VI. Il y a près de Tyane une source consacrée à Jupiter témoin des serments, et nommée Asbamée : à l’endroit où elle jaillit, elle est glacée, mais fait entendre le bruit de l’eau bouillant dans une chaudière. L’eau de cette source est bonne et salutaire à ceux dont les serments sont sincères ; quant aux parjures, le châtiment les atteint aussitôt : ils sont frappés à la fois aux yeux, aux mains et aux pieds ; ils sont pris d’hydropisie et de consomption ; ils ne peuvent même pas s’enfuir, une force invincible les enchaîne près de cette source, et là ils confessent en pleurant leur fourberie[1]. Les habitants de ce pays disent qu’Apollonius est fils de Jupiter, mais Apollonius se déclare fils d’Apollonius.

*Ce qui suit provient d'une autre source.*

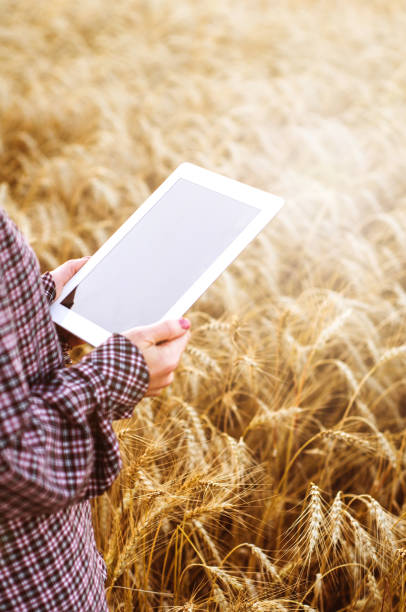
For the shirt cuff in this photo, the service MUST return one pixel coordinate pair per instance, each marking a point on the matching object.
(124, 372)
(49, 287)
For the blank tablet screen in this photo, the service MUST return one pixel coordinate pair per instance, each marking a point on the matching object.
(159, 259)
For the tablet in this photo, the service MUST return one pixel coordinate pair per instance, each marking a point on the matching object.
(157, 264)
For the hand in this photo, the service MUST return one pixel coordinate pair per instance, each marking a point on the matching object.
(63, 273)
(162, 345)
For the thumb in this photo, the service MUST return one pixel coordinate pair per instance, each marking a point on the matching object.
(167, 330)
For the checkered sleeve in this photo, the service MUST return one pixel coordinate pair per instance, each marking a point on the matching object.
(57, 445)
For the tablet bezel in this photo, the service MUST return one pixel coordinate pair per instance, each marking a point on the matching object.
(266, 203)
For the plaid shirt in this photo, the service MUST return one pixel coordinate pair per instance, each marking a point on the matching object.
(57, 445)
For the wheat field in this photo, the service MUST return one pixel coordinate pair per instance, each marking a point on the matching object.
(272, 474)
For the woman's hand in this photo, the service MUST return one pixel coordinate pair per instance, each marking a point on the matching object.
(162, 345)
(63, 273)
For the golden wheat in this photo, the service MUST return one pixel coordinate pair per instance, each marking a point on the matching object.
(271, 475)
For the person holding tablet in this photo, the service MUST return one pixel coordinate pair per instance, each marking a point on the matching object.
(57, 445)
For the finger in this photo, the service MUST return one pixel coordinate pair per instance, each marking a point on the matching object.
(166, 331)
(76, 264)
(162, 381)
(170, 352)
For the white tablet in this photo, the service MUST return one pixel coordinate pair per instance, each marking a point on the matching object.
(165, 255)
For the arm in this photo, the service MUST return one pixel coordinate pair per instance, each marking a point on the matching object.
(57, 446)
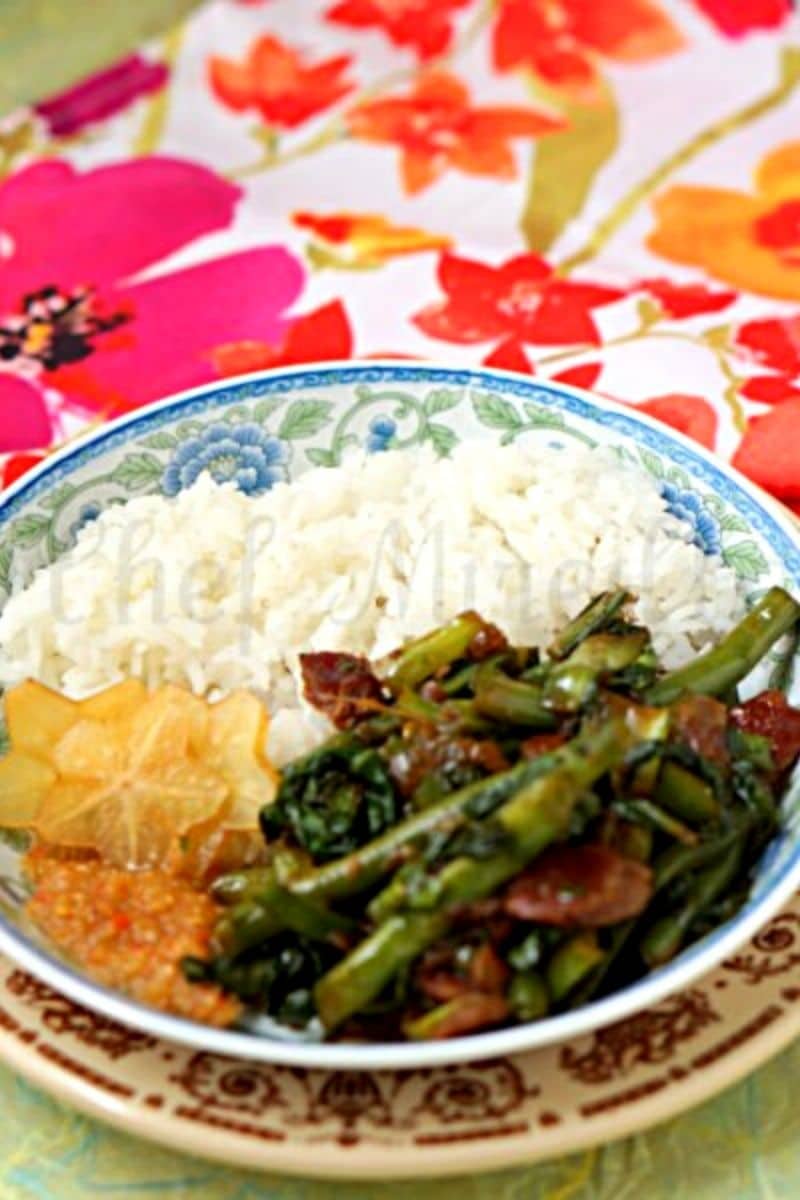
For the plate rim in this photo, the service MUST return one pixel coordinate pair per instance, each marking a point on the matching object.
(506, 1042)
(372, 1161)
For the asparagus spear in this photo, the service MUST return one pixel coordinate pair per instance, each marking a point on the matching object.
(528, 996)
(510, 700)
(534, 817)
(597, 615)
(666, 937)
(269, 910)
(361, 869)
(425, 655)
(735, 655)
(685, 795)
(571, 963)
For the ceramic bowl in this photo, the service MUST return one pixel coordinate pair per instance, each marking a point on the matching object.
(275, 425)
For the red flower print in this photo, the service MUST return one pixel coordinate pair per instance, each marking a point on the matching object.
(735, 18)
(691, 415)
(522, 299)
(680, 300)
(76, 317)
(774, 342)
(278, 83)
(423, 25)
(509, 355)
(437, 127)
(769, 389)
(17, 465)
(769, 453)
(560, 40)
(584, 376)
(322, 334)
(102, 95)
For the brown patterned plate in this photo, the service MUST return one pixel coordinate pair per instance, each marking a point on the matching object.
(456, 1119)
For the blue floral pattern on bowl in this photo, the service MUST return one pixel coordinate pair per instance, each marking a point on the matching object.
(689, 507)
(268, 427)
(380, 432)
(244, 455)
(89, 513)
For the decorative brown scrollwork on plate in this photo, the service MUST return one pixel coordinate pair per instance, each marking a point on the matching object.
(776, 949)
(650, 1037)
(61, 1015)
(230, 1085)
(473, 1093)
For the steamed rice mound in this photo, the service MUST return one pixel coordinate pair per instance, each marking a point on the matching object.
(218, 591)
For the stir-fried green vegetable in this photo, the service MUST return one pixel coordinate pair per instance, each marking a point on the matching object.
(497, 833)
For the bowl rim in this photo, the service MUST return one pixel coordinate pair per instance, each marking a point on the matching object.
(287, 1050)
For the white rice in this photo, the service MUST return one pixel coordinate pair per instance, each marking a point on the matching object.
(218, 591)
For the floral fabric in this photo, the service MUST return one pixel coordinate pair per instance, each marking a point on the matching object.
(608, 193)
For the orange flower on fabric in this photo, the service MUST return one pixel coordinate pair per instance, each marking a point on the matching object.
(437, 127)
(322, 334)
(561, 40)
(366, 239)
(749, 240)
(278, 83)
(423, 25)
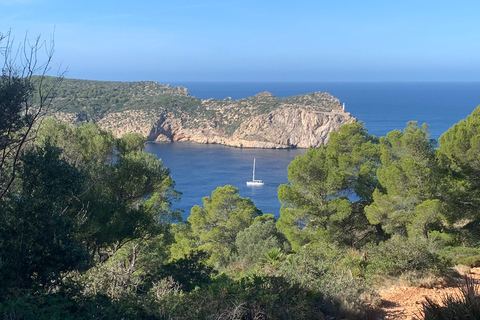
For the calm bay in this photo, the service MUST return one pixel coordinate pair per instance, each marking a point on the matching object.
(198, 169)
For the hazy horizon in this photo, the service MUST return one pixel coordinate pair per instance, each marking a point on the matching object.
(259, 41)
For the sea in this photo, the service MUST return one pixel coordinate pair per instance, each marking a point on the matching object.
(199, 169)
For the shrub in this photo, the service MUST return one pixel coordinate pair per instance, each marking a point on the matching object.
(400, 255)
(463, 305)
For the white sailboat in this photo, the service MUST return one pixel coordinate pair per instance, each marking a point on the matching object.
(254, 182)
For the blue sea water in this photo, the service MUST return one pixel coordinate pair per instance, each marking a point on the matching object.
(199, 169)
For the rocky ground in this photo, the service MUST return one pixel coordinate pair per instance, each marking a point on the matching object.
(402, 302)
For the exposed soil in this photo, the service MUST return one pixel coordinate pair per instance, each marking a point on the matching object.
(406, 302)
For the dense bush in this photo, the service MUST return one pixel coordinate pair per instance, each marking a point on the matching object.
(400, 255)
(463, 305)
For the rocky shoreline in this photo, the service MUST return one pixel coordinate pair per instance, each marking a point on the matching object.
(261, 121)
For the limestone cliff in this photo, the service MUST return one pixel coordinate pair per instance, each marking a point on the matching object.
(261, 121)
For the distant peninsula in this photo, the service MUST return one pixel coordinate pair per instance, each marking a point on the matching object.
(168, 114)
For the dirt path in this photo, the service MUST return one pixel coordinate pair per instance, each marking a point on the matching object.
(406, 302)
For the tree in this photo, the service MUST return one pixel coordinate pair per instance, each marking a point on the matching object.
(459, 154)
(254, 242)
(406, 202)
(214, 228)
(316, 203)
(25, 97)
(38, 223)
(128, 193)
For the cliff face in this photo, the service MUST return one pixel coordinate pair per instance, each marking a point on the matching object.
(261, 121)
(282, 128)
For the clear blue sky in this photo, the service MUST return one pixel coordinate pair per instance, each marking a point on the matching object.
(222, 40)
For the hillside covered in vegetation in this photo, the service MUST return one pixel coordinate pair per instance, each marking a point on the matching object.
(164, 113)
(87, 229)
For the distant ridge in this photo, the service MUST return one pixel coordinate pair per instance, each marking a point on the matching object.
(165, 113)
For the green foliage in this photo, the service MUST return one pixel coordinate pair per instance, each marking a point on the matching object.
(37, 224)
(405, 200)
(400, 255)
(463, 305)
(214, 228)
(461, 255)
(255, 241)
(315, 206)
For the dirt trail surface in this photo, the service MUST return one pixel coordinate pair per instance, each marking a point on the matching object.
(406, 302)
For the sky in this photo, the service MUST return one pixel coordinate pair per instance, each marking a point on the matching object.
(223, 40)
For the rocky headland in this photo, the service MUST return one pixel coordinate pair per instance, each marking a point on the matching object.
(164, 113)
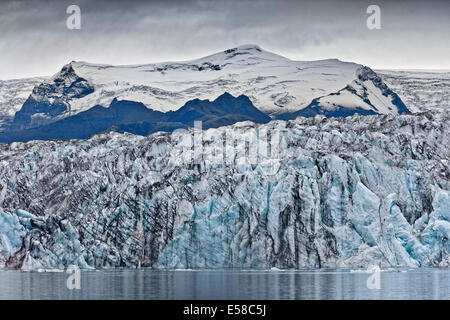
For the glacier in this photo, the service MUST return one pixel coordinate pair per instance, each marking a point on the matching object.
(338, 193)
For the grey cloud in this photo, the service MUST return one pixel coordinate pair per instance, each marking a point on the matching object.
(35, 41)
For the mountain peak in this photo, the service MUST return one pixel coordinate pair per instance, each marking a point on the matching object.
(245, 47)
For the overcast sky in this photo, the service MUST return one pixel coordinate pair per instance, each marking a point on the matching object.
(34, 39)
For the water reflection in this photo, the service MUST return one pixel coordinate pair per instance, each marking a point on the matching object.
(228, 285)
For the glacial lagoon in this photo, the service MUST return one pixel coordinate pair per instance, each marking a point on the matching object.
(227, 284)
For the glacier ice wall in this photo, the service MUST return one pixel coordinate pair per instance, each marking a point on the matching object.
(343, 192)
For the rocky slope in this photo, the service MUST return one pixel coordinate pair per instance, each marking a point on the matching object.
(275, 85)
(336, 192)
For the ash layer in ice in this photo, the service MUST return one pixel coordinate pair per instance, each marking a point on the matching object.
(346, 192)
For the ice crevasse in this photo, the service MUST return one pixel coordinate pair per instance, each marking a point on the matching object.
(350, 192)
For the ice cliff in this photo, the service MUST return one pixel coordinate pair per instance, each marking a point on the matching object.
(329, 192)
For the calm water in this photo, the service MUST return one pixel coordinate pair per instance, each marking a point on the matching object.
(228, 285)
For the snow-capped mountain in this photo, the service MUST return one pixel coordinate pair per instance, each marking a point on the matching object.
(13, 94)
(274, 84)
(339, 192)
(135, 117)
(420, 90)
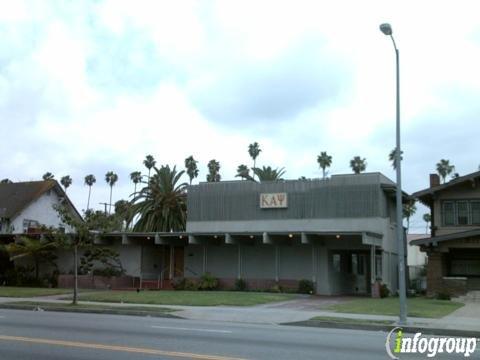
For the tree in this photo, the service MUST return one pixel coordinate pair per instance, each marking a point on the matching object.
(89, 181)
(192, 168)
(48, 176)
(324, 161)
(243, 172)
(38, 250)
(111, 178)
(358, 164)
(136, 178)
(409, 210)
(269, 174)
(66, 181)
(254, 150)
(444, 169)
(149, 163)
(213, 171)
(161, 205)
(392, 158)
(428, 219)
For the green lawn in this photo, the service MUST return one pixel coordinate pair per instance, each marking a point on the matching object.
(9, 291)
(194, 298)
(417, 307)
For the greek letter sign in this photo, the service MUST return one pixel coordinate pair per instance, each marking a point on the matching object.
(273, 201)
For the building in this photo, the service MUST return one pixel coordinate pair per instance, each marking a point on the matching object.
(338, 232)
(454, 246)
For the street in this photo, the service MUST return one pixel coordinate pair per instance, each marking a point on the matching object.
(51, 335)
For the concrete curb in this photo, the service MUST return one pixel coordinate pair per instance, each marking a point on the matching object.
(91, 311)
(386, 328)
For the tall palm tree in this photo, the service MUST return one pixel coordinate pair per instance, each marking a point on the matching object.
(192, 168)
(149, 163)
(213, 171)
(243, 172)
(269, 174)
(66, 181)
(48, 176)
(358, 164)
(161, 205)
(324, 161)
(111, 178)
(89, 181)
(428, 219)
(392, 158)
(444, 169)
(409, 210)
(254, 150)
(136, 178)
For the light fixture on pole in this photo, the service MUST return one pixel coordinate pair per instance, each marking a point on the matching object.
(387, 30)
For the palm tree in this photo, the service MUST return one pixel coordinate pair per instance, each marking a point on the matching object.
(136, 178)
(428, 219)
(324, 161)
(254, 150)
(66, 181)
(111, 178)
(149, 163)
(358, 164)
(269, 174)
(48, 176)
(444, 169)
(392, 158)
(89, 181)
(39, 250)
(213, 171)
(243, 172)
(409, 210)
(192, 168)
(161, 205)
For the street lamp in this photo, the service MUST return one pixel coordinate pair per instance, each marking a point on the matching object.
(387, 30)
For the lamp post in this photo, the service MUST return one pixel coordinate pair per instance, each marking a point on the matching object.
(387, 30)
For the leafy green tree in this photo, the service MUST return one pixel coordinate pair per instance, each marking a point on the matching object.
(358, 164)
(254, 150)
(213, 171)
(66, 181)
(161, 205)
(149, 163)
(428, 219)
(324, 161)
(111, 178)
(192, 168)
(392, 158)
(243, 172)
(444, 169)
(136, 178)
(89, 181)
(267, 173)
(48, 176)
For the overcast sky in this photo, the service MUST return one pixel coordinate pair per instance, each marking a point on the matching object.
(88, 87)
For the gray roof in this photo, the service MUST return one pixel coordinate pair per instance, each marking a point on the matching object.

VII. Parvenu à l’âge où l’on commence à instruire les enfants, Apollonius donna des marques d’une grande mémoire et d’une grande ardeur pour l’étude. Il se servait en parlant du dialecte attique, et jamais le contact de l’idiome de son pays n’altéra la pureté de son langage. Il attirait tous les regards par sa beauté. Quand il eut atteint sa quatorzième année, son père le conduisit à Tarse, chez Euthydème le Phénicien, rhéteur célèbre alors, qui se chargea de son instruction. Apollonius s’attacha à son maître, mais les mœurs de la ville lui parurent déraisonnables et peu propres à l’étude de la philosophie. Nulle part, en effet, le goût de la volupté n’est plus général. Les habitants de Tarse sont railleurs et insolents ; ils tiennent plus à la parure que les Athéniens à la sagesse. Leur ville est traversée par le Cydnus, et ils se tiennent sans cesse sur les bords de ce fleuve, comme des oiseaux aquatiques. Aussi, Apollonius, dans une lettre qu’il leur adressa, leur dit-il : « N’aurez-vous jamais fini de vous enivrer de votre eau. » Sur

  1. Voyez les Éclaircissements historiques et critiques.